I am trying to prove that $\lim_{k\to\infty}\int_{1/k}^k f(x)\,dx$ is not always equal to $\int_0^{\infty}f(x)\,dx$, where $\int_0^{\infty}f(x)\,dx=\lim_{R\to0}\lim_{S\to\infty}\int_R^Sf(x)\,dx$.

It seems that there should be a counterexample where $f(x)\to\infty$ as $x\to0$ and $x\to\infty$ with $\lim_{k\to\infty}\int_{1/k}^kf(x)\,dx=0$ but $\int_0^{\infty}f(x)\,dx$ does not exist.

For example, I tried $f(x)=|\ln x|$, but this does not work since then $\lim_{k\to\infty}\int_{1/k}^k f(x)\,dx$ does not exist.

For every example I have tried so far, they are the same.
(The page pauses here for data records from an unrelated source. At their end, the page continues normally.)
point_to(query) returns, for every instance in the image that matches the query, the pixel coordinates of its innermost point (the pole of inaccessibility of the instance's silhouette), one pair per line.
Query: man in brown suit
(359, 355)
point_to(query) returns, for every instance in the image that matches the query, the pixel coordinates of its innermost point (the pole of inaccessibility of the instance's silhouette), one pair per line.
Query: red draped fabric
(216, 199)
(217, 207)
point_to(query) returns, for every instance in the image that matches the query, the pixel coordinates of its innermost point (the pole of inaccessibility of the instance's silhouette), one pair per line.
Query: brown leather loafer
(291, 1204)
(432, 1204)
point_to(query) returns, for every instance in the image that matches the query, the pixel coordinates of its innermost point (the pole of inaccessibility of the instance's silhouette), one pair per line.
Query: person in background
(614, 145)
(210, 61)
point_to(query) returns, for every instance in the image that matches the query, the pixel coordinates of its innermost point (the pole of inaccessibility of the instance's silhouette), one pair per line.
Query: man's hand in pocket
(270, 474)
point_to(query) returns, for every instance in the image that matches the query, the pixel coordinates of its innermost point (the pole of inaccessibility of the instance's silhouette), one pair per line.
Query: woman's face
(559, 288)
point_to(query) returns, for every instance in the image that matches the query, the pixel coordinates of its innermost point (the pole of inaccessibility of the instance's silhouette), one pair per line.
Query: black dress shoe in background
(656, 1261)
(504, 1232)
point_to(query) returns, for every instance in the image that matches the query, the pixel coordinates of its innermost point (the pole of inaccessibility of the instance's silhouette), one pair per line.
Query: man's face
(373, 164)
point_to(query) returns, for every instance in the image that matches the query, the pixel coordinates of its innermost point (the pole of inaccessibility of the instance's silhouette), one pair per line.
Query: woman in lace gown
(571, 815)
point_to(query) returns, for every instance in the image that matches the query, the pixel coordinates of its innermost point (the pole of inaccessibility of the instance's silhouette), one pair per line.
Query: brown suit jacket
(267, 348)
Can anyone suggest how to construct a counterexample?

Answer 1

Another example such that $$\lim_{A\to\infty}\int_{1/A}^Af(x)\,dx\neq\int_0^\infty f(x)\,dx.$$ Here $A$ tends to infinity through the real line rather than $\mathbb N$. Let $$f(x)=\begin{cases} \frac1x & x\geq1,\\ -\frac1x & 0<x<1. \end{cases}$$ So $\int_{1/A}^Af(x)\,dx=0$ for $A>1$ but $\int_0^\infty f(x)\,dx$ does not exist.

Answer 2

Let $f$ be any nice continuous function on $[0,1]$ with $f(0)=f(1)$ and $\int_0^{1} f(x) \, dx=0$ but $\int_0^{\frac 1 2} f(x) \, dx\neq 0$. Extend $f$ to a continuous periodic function with period $1$. Then the first limit is $0$ but the second limit does not exist

Answer 3

It's not a coincidence that $\int_0^\infty f$ does not exist in the two counterexamples given - it's easy to see that if $\int_0^\infty$ does exist (according to the definition you gave) then it does equal $\lim\int_{1/k}^kf$.